Let $$y(x) = (1+x)(1+x^2)(1+x^4)(1+x^8)(1+x^{16})$$. Then $$y' - y''$$ at $$x = -1$$ is equal to

Given $$y(x) = (1+x)(1+x^2)(1+x^4)(1+x^8)(1+x^{16})$$. Find $$y' - y''$$ at $$x = -1$$.

Multiply both sides by $$(1-x)$$:

$$ (1-x) \cdot y(x) = (1-x)(1+x)(1+x^2)(1+x^4)(1+x^8)(1+x^{16}) $$

Using the identity $$(1-a)(1+a) = 1-a^2$$ repeatedly:

$$ (1-x) \cdot y(x) = 1 - x^{32} $$

So $$y(x) = \frac{1 - x^{32}}{1 - x} = 1 + x + x^2 + \cdots + x^{31}$$ for $$x \neq 1$$.

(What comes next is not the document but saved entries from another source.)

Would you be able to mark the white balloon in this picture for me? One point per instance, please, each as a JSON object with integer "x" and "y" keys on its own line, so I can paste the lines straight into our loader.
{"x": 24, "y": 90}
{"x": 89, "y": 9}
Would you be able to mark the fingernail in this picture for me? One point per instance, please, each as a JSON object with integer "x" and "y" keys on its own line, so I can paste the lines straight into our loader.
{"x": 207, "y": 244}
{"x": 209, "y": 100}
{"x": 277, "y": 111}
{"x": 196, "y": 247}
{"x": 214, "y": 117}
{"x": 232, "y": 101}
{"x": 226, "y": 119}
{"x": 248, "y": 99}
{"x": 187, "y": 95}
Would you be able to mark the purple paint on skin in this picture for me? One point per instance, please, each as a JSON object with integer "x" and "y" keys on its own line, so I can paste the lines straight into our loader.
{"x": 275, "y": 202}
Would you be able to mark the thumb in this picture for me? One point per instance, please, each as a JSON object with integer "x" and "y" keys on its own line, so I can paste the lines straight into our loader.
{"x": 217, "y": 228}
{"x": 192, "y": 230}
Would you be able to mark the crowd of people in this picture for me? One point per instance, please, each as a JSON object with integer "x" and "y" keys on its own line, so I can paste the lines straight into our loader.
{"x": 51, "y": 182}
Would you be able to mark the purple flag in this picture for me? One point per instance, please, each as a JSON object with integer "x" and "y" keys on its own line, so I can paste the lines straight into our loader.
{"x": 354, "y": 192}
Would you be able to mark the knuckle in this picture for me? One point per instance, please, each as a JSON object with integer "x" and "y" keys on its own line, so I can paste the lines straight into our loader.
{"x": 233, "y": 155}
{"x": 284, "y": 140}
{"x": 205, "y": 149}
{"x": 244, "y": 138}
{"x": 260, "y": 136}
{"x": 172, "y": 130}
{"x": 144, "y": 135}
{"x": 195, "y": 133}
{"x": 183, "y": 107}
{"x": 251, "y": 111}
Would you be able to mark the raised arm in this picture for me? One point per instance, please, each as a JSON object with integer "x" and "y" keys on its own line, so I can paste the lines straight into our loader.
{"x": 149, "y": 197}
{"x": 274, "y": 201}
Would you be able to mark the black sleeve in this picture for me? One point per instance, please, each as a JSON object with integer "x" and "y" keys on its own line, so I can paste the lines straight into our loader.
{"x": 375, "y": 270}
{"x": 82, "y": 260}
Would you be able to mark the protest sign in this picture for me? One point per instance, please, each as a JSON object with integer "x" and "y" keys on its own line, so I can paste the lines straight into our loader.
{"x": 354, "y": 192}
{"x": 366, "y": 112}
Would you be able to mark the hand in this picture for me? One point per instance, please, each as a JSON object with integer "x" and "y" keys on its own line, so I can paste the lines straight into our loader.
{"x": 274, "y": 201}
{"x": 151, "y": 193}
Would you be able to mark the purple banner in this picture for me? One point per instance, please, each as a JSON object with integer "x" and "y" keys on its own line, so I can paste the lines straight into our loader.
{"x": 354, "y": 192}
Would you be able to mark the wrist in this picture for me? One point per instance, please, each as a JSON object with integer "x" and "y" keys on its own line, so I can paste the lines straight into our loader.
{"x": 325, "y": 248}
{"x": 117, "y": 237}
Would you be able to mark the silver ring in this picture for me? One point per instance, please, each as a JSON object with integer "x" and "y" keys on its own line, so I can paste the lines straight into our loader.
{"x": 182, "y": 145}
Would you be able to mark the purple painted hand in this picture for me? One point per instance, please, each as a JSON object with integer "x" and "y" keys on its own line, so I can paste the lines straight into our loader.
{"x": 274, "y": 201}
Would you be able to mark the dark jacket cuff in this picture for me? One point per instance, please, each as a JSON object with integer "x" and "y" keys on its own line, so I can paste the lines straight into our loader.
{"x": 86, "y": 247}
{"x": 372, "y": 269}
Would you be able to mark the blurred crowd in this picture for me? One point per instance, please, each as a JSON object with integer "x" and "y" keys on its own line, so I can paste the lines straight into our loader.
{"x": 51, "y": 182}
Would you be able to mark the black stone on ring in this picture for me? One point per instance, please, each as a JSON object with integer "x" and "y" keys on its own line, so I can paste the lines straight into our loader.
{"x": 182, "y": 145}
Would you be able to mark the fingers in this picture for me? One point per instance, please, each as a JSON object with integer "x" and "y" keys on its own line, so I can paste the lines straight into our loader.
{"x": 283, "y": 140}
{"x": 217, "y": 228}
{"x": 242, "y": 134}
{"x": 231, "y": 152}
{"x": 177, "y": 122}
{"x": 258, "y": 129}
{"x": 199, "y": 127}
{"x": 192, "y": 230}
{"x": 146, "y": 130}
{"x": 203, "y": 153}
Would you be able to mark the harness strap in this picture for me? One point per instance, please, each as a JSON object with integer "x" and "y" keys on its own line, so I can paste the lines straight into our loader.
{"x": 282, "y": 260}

$$ y'(x) = \sum_{k=1}^{31} k \cdot x^{k-1} $$

$$ y'(-1) = \sum_{k=1}^{31} k \cdot (-1)^{k-1} = 1 - 2 + 3 - 4 + \cdots + 31 $$

Group pairs: $$(1-2) + (3-4) + \cdots + (29-30) + 31 = -15 + 31 = 16$$

$$ y''(x) = \sum_{k=2}^{31} k(k-1) \cdot x^{k-2} $$

$$ y''(-1) = \sum_{k=2}^{31} k(k-1) \cdot (-1)^{k-2} = \sum_{k=2}^{31} k(k-1) \cdot (-1)^{k} $$

(since $$(-1)^{k-2} = (-1)^k$$)

Group consecutive even-odd pairs:

$$ = \sum_{m=1}^{15} [2m(2m-1) - (2m+1)(2m)] = \sum_{m=1}^{15} 2m[(2m-1) - (2m+1)] = \sum_{m=1}^{15} 2m(-2) = -4\sum_{m=1}^{15} m $$

$$ = -4 \times \frac{15 \times 16}{2} = -4 \times 120 = -480 $$

$$ y'(-1) - y''(-1) = 16 - (-480) = 16 + 480 = 496 $$

The correct answer is Option C: 496.